U.S. agencies remain on high alert for Russian cyberthreats, despite no major attacks on the U.S. homeland during Russia’s invasion of Ukraine, Department of Homeland Security and OMB officials told the House Cybersecurity Subcommittee during a hearing Tuesday. Federal chief information officers have been convening meetings since November on protective measures, and they remain in an “elevated state,” said Christopher DeRusha, deputy national cyber director-federal cybersecurity, Office of the National Cyber Director. It was a “paramount concern” well before the Russian invasion, said Eric Goldstein, Cybersecurity and Infrastructure Security Agency's executive assistant director-cybersecurity: The U.S. hasn’t seen any “damaging attacks,” but agencies remain in a posture of “heightened risk” and are focused on sharing information as quickly as possible.
The Supreme Court shouldn’t allow Texas’ social media law to be enforced, former Rep. Chris Cox, R-Calif., wrote the high court Tuesday in case 21A720 (see 2205160030). The Supreme Court should preserve the status quo and vacate the 5th U.S. Circuit Court of Appeals’ order allowing the state’s social media law to be enforced, argued Cox, who co-wrote Communications Decency Act Section 230 with then-Rep. Ron Wyden, D-Ore. By requiring all viewpoints to be treated the same, Texas’ new law would “expose platforms to liability for moderating such loathsome content as racist diatribes, Nazi screeds, holocaust-denial misinformation, and foreign government propaganda,” Cox wrote in support of NetChoice and the Computer and Communications Industry Association. The associations filed an emergency application for immediate administrative relief with the high court.

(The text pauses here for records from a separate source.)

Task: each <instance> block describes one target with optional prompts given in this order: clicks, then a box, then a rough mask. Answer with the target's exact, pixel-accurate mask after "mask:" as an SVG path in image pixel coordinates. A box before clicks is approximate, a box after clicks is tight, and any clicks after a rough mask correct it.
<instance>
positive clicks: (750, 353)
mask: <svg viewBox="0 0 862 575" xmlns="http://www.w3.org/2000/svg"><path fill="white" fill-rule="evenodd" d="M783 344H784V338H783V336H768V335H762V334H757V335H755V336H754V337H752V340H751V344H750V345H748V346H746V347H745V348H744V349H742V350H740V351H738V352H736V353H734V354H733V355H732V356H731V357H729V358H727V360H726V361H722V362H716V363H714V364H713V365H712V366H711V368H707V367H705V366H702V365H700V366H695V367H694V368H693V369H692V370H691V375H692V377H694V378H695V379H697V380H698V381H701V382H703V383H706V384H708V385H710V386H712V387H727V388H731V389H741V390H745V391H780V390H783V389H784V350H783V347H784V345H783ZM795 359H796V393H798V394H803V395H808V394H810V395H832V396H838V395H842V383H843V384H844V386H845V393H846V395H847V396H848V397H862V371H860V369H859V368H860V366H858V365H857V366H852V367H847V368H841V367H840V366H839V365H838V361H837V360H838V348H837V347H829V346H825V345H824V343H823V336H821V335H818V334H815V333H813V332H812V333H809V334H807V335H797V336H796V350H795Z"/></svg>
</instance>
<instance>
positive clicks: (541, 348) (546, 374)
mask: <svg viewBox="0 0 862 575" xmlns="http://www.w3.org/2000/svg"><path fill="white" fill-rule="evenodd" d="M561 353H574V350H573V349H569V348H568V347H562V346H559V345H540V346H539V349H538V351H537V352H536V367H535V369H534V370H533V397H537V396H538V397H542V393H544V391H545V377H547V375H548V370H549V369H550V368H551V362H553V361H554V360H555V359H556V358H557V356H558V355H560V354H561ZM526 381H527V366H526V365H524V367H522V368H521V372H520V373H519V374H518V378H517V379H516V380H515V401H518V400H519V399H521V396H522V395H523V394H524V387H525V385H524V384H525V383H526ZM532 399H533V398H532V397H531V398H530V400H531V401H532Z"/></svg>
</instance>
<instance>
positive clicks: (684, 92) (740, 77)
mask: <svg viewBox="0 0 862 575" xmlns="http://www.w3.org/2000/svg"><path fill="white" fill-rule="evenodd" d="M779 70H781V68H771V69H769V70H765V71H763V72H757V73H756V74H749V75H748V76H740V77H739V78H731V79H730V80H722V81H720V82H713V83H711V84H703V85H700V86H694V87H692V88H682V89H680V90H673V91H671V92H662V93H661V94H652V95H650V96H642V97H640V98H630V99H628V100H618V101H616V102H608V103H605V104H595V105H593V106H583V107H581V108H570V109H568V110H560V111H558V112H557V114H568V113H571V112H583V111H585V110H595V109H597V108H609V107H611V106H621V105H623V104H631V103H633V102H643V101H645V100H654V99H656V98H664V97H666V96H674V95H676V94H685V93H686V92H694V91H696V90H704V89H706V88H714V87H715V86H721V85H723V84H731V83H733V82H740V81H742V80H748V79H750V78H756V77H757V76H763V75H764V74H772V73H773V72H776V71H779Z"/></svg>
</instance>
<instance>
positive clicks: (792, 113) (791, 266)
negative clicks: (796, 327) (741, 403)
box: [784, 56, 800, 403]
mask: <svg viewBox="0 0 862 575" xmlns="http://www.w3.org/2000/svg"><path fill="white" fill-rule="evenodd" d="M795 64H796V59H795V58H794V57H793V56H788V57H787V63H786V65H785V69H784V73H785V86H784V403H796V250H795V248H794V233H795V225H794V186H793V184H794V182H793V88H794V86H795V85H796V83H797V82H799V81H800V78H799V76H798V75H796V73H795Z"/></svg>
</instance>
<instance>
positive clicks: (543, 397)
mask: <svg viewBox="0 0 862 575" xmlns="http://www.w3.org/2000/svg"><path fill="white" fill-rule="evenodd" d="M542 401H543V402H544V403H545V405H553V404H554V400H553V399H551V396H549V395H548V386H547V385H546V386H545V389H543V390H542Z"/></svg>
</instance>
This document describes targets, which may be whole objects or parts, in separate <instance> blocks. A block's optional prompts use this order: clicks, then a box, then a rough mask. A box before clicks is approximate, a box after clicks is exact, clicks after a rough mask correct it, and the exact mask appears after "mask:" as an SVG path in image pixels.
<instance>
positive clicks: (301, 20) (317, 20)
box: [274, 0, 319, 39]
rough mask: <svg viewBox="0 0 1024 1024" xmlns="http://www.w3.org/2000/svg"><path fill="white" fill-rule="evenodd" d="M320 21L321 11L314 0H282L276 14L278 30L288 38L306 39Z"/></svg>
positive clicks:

Democrats “are failing to deliver” on campaign promises made during the 2018 and 2020 elections that they would “restore net neutrality” if voters gave the party majorities in Congress and the FCC, said Fight for the Future Director Evan Greer in a Monday Fast Company opinion piece. President Joe Biden “waited months to announce his FCC nominees” (see 2110260076) and “the Democratic controlled Senate has slow-walked their confirmation process, caving repeatedly to delay tactics pushed by big media and cable companies.” The FCC remains in a 2-2 tie and FCC nominee Gigi Sohn’s confirmation process faces a potential long-term stall because a handful of Senate Democrats remain undecided (see 2205050050). “The goal of the industry is clear: They want to pick their regulator” and “as of right now, it looks like Democrats might let them,” Greer said. “There have been some real hurdles with tight margins and Senators absent due to the ongoing” COVID-19 pandemic, but “that inaction and lack of leadership has put the Biden administration’s stated goals,” including “restoring” net neutrality with a legal basis in Communications Act Title II, “expanding equitable broadband access, and ensuring oversight of” ISPs during the pandemic “in peril.” Republicans “have largely championed the telecom industry’s interests in” Washington, D.C., in recent years, but “top Democrats remain cozy with the industry’s top brass,” Greer said.